I’ve frequently found that resources covering LDA are difficult to understand. They are often excessively technical and amount to being a cobbled collection of calculus derivations. The resources that are easier to follow are high level overviews so you get the idea of what LDA accomplishes, but you never fully grasp how it works.
This book focuses on LDA for inference via Gibbs Sampling and attempts to provide a comprehensive overview of both the high level and granular components of LDA. To aid in understanding both LDA and Gibbs sampling, all probability distributions used in LDA will be reviewed along with a variety of different approaches for parameter estimation. Following the introduction of these components, LDA will be presented as a generative model. This will lay the groundwork for understanding how LDA can be used for the inference of topics in a corpus.

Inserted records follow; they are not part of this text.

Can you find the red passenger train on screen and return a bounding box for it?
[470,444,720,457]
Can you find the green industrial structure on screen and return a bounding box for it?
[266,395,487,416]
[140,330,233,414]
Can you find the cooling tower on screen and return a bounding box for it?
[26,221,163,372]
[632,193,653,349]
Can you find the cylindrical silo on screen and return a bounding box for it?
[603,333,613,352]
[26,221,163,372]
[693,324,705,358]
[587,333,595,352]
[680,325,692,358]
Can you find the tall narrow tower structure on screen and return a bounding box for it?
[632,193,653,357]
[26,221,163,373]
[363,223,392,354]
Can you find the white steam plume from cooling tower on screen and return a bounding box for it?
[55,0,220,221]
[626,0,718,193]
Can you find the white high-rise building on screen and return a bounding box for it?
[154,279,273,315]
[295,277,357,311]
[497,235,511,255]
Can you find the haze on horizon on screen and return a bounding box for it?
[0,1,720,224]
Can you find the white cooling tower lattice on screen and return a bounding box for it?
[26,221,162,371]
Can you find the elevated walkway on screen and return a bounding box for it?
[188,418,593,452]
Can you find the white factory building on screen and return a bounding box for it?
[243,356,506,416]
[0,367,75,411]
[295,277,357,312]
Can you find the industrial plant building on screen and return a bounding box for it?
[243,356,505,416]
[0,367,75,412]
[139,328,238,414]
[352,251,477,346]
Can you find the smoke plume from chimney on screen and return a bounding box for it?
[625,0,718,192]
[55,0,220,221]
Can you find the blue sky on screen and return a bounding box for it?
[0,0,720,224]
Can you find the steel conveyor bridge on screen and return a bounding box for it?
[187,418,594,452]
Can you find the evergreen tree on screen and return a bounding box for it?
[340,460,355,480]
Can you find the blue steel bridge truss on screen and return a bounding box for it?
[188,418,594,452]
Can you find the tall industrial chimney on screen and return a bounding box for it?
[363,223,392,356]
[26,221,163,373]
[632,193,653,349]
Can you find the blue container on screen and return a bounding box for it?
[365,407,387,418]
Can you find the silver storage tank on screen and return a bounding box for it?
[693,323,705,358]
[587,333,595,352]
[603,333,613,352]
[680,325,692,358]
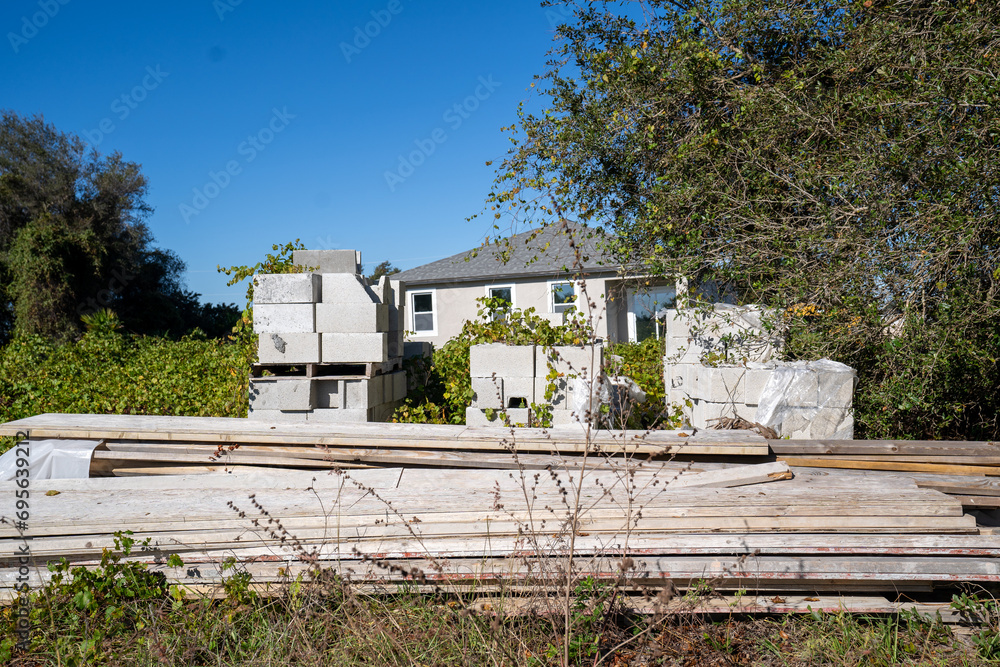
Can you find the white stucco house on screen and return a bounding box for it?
[393,225,677,347]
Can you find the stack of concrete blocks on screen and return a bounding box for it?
[249,250,406,422]
[465,343,604,426]
[663,304,854,439]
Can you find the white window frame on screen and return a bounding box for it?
[625,282,681,343]
[545,280,580,315]
[407,288,438,337]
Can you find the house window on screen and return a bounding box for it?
[549,281,576,321]
[410,290,437,336]
[628,285,677,343]
[486,285,514,306]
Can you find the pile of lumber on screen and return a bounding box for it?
[0,415,1000,608]
[768,440,1000,508]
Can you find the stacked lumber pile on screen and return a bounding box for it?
[0,414,768,476]
[768,440,1000,510]
[0,415,1000,609]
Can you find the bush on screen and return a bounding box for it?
[393,297,594,424]
[0,328,249,444]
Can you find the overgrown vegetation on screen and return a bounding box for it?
[0,111,236,343]
[0,328,250,434]
[0,552,997,667]
[487,0,1000,440]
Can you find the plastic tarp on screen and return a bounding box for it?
[0,440,100,482]
[755,359,857,440]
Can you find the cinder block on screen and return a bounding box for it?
[472,377,504,410]
[321,273,378,303]
[344,375,385,410]
[321,333,388,364]
[465,408,531,426]
[743,368,774,405]
[693,366,746,403]
[247,409,309,422]
[257,333,320,364]
[292,250,361,273]
[817,371,855,408]
[250,378,316,410]
[503,377,535,408]
[385,371,406,403]
[253,303,316,333]
[313,380,347,410]
[316,301,389,333]
[535,377,573,411]
[386,326,406,359]
[469,343,535,379]
[403,340,434,359]
[535,345,604,378]
[309,409,368,424]
[253,273,321,304]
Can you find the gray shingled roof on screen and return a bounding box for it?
[393,224,619,285]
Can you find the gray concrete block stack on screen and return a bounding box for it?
[465,343,604,426]
[249,250,406,422]
[663,304,855,439]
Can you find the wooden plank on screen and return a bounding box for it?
[778,456,1000,476]
[0,414,768,455]
[767,440,1000,456]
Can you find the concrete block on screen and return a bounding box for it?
[253,273,321,304]
[321,273,379,303]
[257,333,320,364]
[344,375,385,410]
[385,371,406,403]
[806,408,854,440]
[321,333,388,364]
[535,377,573,411]
[469,343,535,379]
[403,340,434,359]
[743,368,774,405]
[253,303,316,333]
[535,345,604,378]
[693,366,746,403]
[465,407,531,427]
[386,327,406,359]
[250,377,316,410]
[313,380,347,410]
[503,377,535,408]
[247,409,309,422]
[292,250,361,273]
[316,301,389,333]
[817,371,856,408]
[472,377,504,410]
[309,409,369,424]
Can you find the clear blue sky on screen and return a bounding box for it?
[0,0,572,303]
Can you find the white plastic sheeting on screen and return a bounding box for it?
[0,440,100,482]
[755,359,857,440]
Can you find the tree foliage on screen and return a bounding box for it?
[0,111,236,339]
[488,0,1000,439]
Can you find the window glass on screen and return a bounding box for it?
[490,287,514,304]
[413,294,434,313]
[552,283,576,313]
[413,293,434,332]
[632,286,677,343]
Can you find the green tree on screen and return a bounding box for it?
[365,260,399,283]
[488,0,1000,439]
[0,111,238,340]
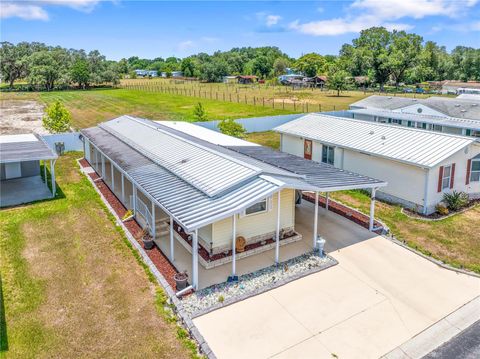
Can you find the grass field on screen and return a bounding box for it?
[0,89,291,128]
[0,153,194,358]
[247,132,480,273]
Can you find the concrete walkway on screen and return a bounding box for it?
[194,236,480,359]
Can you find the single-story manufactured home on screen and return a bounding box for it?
[82,116,386,289]
[0,134,57,207]
[275,114,480,214]
[350,95,480,121]
[345,108,480,137]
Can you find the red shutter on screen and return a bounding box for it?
[465,160,472,184]
[437,166,443,192]
[450,163,455,189]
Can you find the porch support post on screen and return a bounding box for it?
[368,188,377,231]
[132,182,137,215]
[192,229,198,290]
[232,214,237,279]
[275,191,280,264]
[50,160,57,197]
[43,160,48,187]
[152,201,156,239]
[100,154,105,181]
[313,192,318,249]
[120,172,125,204]
[170,216,175,263]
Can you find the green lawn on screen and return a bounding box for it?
[0,153,194,358]
[246,131,480,273]
[0,89,291,128]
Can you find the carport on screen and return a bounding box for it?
[0,134,58,207]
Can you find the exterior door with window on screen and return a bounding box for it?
[303,140,312,160]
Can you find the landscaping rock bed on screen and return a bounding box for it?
[181,252,337,318]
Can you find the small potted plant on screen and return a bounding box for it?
[140,228,154,250]
[173,270,188,290]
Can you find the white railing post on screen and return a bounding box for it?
[275,191,280,264]
[313,192,318,249]
[192,229,198,290]
[170,216,175,263]
[232,214,237,279]
[368,188,377,231]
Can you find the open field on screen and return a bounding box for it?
[247,132,480,273]
[120,78,438,112]
[0,89,291,128]
[0,153,193,358]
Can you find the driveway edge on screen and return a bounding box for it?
[381,296,480,359]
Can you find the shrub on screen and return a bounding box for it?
[218,118,247,138]
[43,101,72,133]
[443,191,468,211]
[193,102,207,122]
[435,203,449,216]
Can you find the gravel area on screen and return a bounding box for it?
[181,252,337,318]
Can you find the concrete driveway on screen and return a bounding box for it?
[194,237,480,359]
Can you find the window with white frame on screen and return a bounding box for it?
[322,145,335,165]
[242,198,271,217]
[470,158,480,182]
[442,165,452,189]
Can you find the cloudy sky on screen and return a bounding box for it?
[0,0,480,60]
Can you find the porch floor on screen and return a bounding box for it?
[0,176,52,207]
[155,201,377,289]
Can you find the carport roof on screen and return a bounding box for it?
[0,134,58,163]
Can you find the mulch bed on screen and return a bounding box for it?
[79,159,178,288]
[302,193,383,234]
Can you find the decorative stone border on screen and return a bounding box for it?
[182,252,338,318]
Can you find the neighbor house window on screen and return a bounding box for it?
[470,158,480,182]
[322,145,335,165]
[243,198,269,216]
[442,166,452,189]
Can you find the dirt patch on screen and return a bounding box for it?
[0,100,48,135]
[22,205,189,358]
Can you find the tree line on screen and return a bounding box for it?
[0,27,480,90]
[0,42,120,91]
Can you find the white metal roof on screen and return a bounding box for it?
[348,108,480,130]
[100,116,260,196]
[275,114,475,168]
[155,121,259,146]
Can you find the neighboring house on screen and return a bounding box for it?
[350,95,480,121]
[135,70,158,77]
[0,134,57,207]
[275,114,480,214]
[342,108,480,137]
[82,116,386,289]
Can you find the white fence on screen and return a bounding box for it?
[42,132,83,152]
[195,113,305,133]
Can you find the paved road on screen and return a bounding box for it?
[423,320,480,359]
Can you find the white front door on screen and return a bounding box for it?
[5,162,22,179]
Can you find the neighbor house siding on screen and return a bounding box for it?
[212,189,295,252]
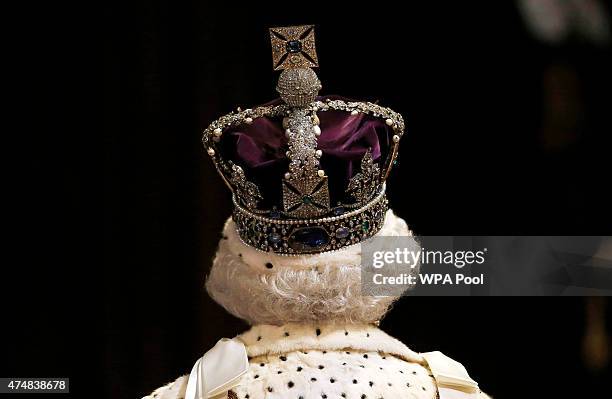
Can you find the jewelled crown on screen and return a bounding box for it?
[203,25,404,255]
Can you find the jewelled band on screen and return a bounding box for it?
[232,184,387,255]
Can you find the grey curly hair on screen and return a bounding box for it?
[206,211,411,325]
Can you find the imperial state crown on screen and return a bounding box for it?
[202,25,404,255]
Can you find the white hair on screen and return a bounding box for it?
[206,211,412,325]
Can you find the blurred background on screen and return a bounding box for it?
[3,0,612,398]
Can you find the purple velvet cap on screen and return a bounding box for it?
[218,96,394,209]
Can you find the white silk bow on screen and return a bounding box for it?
[421,351,480,399]
[185,338,249,399]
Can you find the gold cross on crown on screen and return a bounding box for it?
[270,25,319,71]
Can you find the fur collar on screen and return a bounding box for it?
[237,323,425,364]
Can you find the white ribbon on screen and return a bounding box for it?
[421,352,480,399]
[185,338,249,399]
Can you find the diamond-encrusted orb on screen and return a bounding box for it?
[336,227,349,240]
[276,68,321,107]
[285,40,302,53]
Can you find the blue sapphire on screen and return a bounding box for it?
[289,227,329,252]
[333,206,346,216]
[336,227,349,239]
[268,232,283,245]
[285,40,302,53]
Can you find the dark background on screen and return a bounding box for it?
[2,1,612,398]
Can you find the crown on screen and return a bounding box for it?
[202,25,404,255]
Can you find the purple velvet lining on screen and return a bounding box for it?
[219,97,393,208]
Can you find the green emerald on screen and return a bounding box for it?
[361,220,370,231]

I have tried my best to relay an explanation of LDA that fills in the gaps and questions that are sometimes left out of publications. The book contains many code examples, but I do not shy away from walking through mathematical derivations. Where applicable I state mathematical properties used in the derivations so that the reader doesn’t have to ‘take my word for it’, but instead can go from A to B on their own. You will find code examples written in R in the case you would like to try them out at home. I will warn you that my implementation of LDA is not optimized and if you are doing analysis for any reason other than trying to learn, I would suggest using one of the many great peices of open source software available: Mallet, Gensim, LDA(R), topicmodels(R), and scikit.